El viceministro negocia con la dirigencia de los movilizados y sostiene que el decreto sobre tierras resuelve la inseguridad jurídica denunciada por campesinos e indígenas.

El viceministro de Régimen Interior y Policía, Hernán Paredes, afirmó este martesdesde Caranavi que el Gobierno cumplió con las demandas de campesinos e indígenas movilizados y advirtió que la continuidad de la marcha respondería a “razones políticas”, en medio de negociaciones para evitar que la protesta avance hacia La Paz.
La autoridad llegó a esa región del norte paceño en el cuarto intento de diálogo con los movilizados, luego de reuniones previas en Rurrenabaque, Collana y Quiquibey, en un conflicto centrado en la seguridad jurídica sobre la tierra. “Desde el principio sus demandas fueron aceptadas… el decreto ha sido aprobado exactamente como fue consensuado”, sostuvo Paredes, en referencia a la norma que busca acelerar la dotación y titulación de tierras y corregir irregularidades en procesos anteriores.
=> Recibir por Whatsapp las noticias destacadas
Según explicó, el decreto apunta a resolver ‘injusticias dramáticas’, como trámites que se prolongaban por hasta 20 años para pequeños propietarios y comunidades. “Creemos que estamos corrigiendo una injusticia que ya se estaba volviendo una costumbre”, afirmó. El viceministro aseguró que la mayoría de las bases respalda la norma y no ve necesidad de continuar con la movilización. “La prueba clara es que la plaza de Caranavi está vacía, la gente no quiere continuar porque sus demandas ya han sido resueltas”, indicó.
En ese sentido, sostuvo que el respaldo es mayoritario y que la disidencia se concentra en algunos dirigentes. “Si continúa la marcha, sería por razones políticas, pero no por no haber atendido las demandas”, afirmó.
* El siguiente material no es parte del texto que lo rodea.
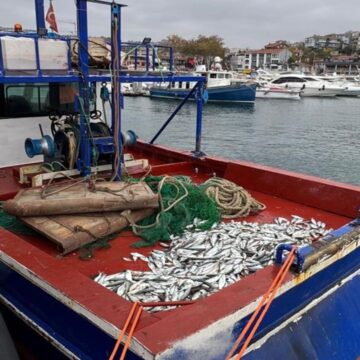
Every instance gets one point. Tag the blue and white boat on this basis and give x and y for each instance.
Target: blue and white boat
(222, 86)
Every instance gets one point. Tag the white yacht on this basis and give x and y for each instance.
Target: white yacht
(309, 85)
(352, 87)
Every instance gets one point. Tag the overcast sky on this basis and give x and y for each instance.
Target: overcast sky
(251, 23)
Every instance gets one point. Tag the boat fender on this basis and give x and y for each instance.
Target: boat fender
(129, 138)
(205, 96)
(104, 92)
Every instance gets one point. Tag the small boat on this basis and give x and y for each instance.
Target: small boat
(351, 88)
(308, 85)
(222, 86)
(62, 309)
(235, 93)
(276, 92)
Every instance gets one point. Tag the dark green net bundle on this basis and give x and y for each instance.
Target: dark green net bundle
(189, 202)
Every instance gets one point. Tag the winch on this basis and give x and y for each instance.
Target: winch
(64, 145)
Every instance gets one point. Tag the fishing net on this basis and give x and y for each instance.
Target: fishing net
(181, 202)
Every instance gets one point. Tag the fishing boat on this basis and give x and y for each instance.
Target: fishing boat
(57, 308)
(222, 86)
(276, 92)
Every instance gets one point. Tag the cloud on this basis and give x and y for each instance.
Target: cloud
(241, 23)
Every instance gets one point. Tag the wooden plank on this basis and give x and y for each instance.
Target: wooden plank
(80, 198)
(69, 232)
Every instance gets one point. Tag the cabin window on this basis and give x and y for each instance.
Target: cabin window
(27, 100)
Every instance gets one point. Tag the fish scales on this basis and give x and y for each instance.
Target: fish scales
(199, 263)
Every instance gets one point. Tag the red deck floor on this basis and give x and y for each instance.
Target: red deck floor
(284, 194)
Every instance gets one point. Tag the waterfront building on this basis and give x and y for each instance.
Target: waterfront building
(270, 58)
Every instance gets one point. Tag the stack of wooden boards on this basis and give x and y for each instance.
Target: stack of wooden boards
(73, 214)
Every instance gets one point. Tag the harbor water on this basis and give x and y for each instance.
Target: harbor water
(313, 136)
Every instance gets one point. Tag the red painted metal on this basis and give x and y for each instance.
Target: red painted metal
(284, 193)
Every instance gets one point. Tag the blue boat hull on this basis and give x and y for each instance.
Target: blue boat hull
(231, 94)
(81, 338)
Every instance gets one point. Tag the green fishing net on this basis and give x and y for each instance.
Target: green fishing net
(174, 221)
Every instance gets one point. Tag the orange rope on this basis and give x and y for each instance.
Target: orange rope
(122, 333)
(269, 296)
(135, 322)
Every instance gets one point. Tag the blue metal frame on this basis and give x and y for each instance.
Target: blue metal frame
(116, 81)
(38, 70)
(135, 46)
(85, 79)
(40, 19)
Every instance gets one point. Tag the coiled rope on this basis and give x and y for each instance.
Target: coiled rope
(232, 200)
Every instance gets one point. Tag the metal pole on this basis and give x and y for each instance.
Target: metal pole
(199, 101)
(116, 93)
(40, 20)
(167, 122)
(84, 88)
(171, 59)
(136, 58)
(147, 57)
(154, 55)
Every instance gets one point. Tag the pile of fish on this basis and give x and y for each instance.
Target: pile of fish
(200, 263)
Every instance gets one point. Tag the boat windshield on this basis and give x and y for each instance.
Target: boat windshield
(31, 100)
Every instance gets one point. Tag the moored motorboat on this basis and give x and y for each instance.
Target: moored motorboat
(277, 92)
(222, 86)
(308, 85)
(207, 282)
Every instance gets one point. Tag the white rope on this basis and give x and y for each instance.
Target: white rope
(232, 200)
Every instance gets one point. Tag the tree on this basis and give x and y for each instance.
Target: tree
(205, 46)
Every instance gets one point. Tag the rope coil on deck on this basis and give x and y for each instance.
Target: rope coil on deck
(232, 200)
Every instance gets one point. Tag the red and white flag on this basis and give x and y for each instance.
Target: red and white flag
(50, 18)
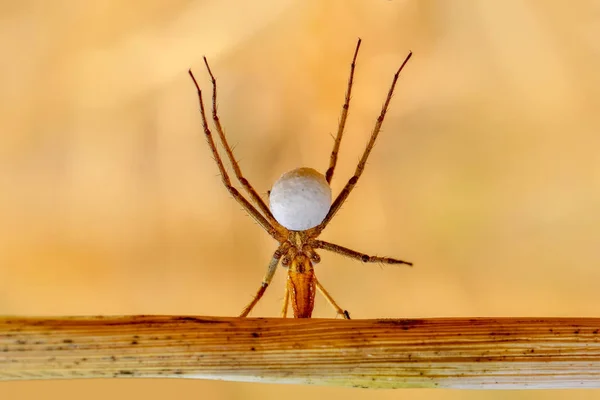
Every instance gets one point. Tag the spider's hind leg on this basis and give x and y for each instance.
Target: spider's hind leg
(337, 308)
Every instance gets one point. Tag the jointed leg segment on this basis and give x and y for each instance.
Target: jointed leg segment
(281, 250)
(327, 296)
(361, 164)
(344, 116)
(261, 220)
(236, 168)
(320, 244)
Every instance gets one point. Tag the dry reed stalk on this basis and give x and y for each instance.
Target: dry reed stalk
(445, 353)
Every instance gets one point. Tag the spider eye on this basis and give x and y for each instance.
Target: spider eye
(300, 199)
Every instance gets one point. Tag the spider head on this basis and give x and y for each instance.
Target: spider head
(300, 199)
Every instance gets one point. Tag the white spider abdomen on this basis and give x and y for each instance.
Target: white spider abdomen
(300, 199)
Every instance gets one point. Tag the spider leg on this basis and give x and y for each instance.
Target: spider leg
(286, 301)
(282, 249)
(325, 294)
(344, 116)
(320, 244)
(361, 164)
(258, 217)
(236, 168)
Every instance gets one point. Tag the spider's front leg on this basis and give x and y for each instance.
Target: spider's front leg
(336, 248)
(281, 250)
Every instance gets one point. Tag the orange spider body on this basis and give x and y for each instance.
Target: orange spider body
(296, 249)
(301, 286)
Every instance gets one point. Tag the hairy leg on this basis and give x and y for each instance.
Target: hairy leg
(326, 294)
(344, 116)
(281, 250)
(363, 161)
(320, 244)
(236, 168)
(225, 178)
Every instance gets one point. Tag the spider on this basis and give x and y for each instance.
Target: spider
(300, 208)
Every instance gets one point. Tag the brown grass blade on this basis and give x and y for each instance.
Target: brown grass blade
(446, 353)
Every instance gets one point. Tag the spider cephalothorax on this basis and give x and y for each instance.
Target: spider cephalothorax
(299, 208)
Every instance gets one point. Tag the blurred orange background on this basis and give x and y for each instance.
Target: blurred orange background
(486, 174)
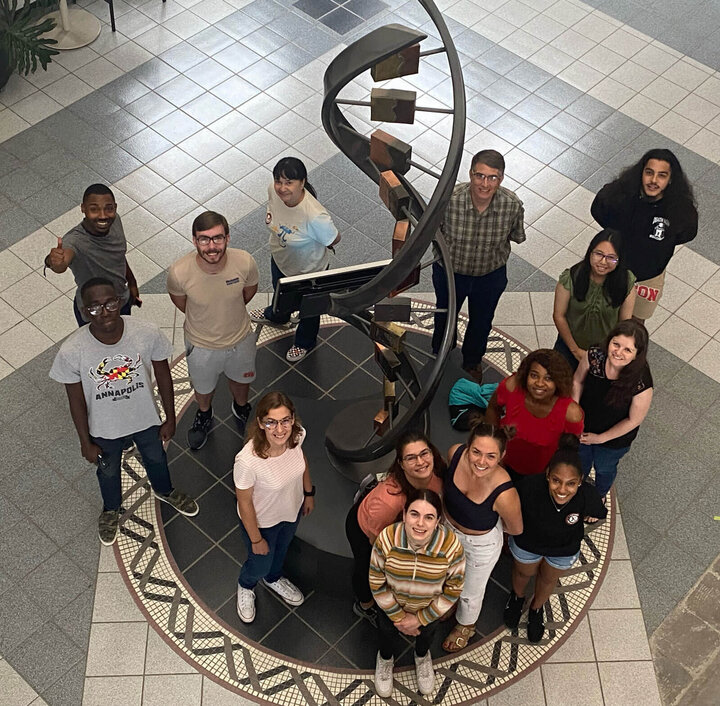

Paredes también atribuyó el conflicto a un contexto de desconfianza acumulada en el sector rural. “Hay un tema de desconfianza”, señaló, al referirse a las críticas sobre la Ley 1720, que, afirmó, no vulnera derechos propietarios.
“La ley no le quita tierras a nadie, más bien permite mejorar condiciones como acceso a crédito”, afirmó, aunque reconoció que existe una percepción negativa impulsada por algunos sectores. En ese marco, el Gobierno activó dos acciones paralelas: una consulta ante el Tribunal Constitucional sobre la legalidad de la norma y la elaboración de una ley corta consensuada con los movilizados para reforzar la seguridad jurídica.
El viceministro también denunció desinformación en torno al conflicto. “Hay algunos dirigentes que desde el principio han desinformado para generar este movimiento”, sostuvo. Paredes estimó que entre 250 y 400 personas integran la movilización, aunque confió en que el conflicto se resuelva en las próximas horas. “Creo que hoy es el día de solución”, afirmó.
Asimismo, aseguró que el Ejecutivo buscará reconstruir la confianza mediante resultados concretos. “La confianza va a ser verificada por los resultados, vamos a transparentar la entrega de títulos para que la gente pueda controlar”, enfatizó. El desenlace de las negociaciones en Caranavi permitirá definir si la marcha se desactiva o continúa hacia la sede de Gobierno en medio de un escenario de creciente conflictividad social.